Like Mañuel Gozalo. The insurance salesman, raised in Fuentesaúco (pop. 310), had rarely dated before age 36. That's when he met a young grandmother from the Dominican Republic at a caravan. Since that day in 1995, he has devoted his free time to helping others find domestic bliss; he has planned 16 of these get-togethers.

Mr. Gozalo chooses a village, plans the festivities, and then advertises in Madrid by word of mouth. He usually draws between 30 and 40 women. For the right to attend an event, which typically lasts eight hours, the women pay $10 apiece; the men $30. Gozalo says he doesn't make a profit; all the money pays for the food, drink, and transportation.

"I organized the first caravan as a joke after my girlfriend dumped me, but then I realized it was a great way to repopulate the towns," he says, launching into a speech on the need for government incentives to bring new industries - and jobs for women - to the Y-chromosome belt.

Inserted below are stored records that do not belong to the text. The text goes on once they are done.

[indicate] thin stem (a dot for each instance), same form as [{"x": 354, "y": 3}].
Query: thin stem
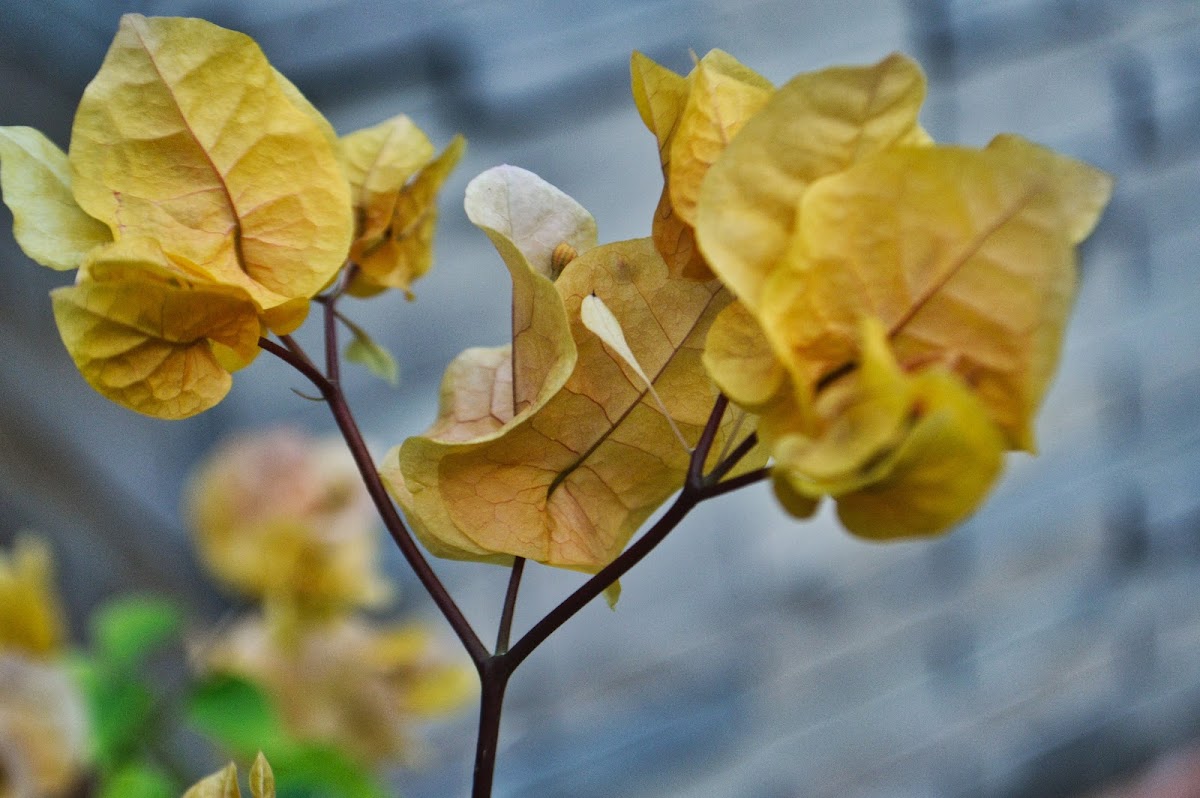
[
  {"x": 741, "y": 480},
  {"x": 391, "y": 520},
  {"x": 495, "y": 679},
  {"x": 735, "y": 457},
  {"x": 333, "y": 366},
  {"x": 606, "y": 576},
  {"x": 510, "y": 605},
  {"x": 696, "y": 467},
  {"x": 688, "y": 498}
]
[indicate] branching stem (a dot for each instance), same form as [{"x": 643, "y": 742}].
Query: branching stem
[{"x": 496, "y": 670}]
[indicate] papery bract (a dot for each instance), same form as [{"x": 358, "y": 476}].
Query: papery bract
[
  {"x": 186, "y": 136},
  {"x": 551, "y": 449},
  {"x": 903, "y": 454},
  {"x": 966, "y": 256},
  {"x": 47, "y": 222},
  {"x": 832, "y": 214}
]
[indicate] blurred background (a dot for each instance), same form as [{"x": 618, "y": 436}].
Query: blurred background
[{"x": 1049, "y": 647}]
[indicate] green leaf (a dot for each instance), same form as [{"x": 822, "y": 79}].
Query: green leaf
[
  {"x": 121, "y": 709},
  {"x": 366, "y": 352},
  {"x": 138, "y": 780},
  {"x": 237, "y": 713},
  {"x": 130, "y": 629},
  {"x": 241, "y": 717},
  {"x": 310, "y": 769}
]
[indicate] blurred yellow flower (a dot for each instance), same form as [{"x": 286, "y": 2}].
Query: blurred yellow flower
[
  {"x": 43, "y": 729},
  {"x": 346, "y": 682},
  {"x": 223, "y": 784},
  {"x": 286, "y": 519},
  {"x": 30, "y": 616},
  {"x": 43, "y": 723}
]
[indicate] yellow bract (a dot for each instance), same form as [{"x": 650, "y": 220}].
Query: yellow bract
[
  {"x": 694, "y": 118},
  {"x": 205, "y": 202},
  {"x": 223, "y": 784},
  {"x": 396, "y": 203},
  {"x": 286, "y": 520},
  {"x": 901, "y": 305},
  {"x": 186, "y": 136},
  {"x": 30, "y": 616},
  {"x": 903, "y": 454},
  {"x": 43, "y": 725},
  {"x": 552, "y": 448},
  {"x": 47, "y": 222},
  {"x": 150, "y": 337},
  {"x": 815, "y": 125}
]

But for now, Saturnino Gutierrez's only hope is the next scheduled caravan.

"I don't care where she's from or what color her skin is. All I'm looking for is a good woman who doesn't mind the life here," says the farmer, whose mother cooked all his meals until his 41st birthday, and who has never set foot in Madrid, though it's only a 90-minute drive away from Fuentesaúco.

Mr. Gutierrez has been to seven matchmaking expeditions, and last year he finally scored a telephone number. "We were out a few times," he admits shyly, "but then she told me she doesn't want to live in the pueblo."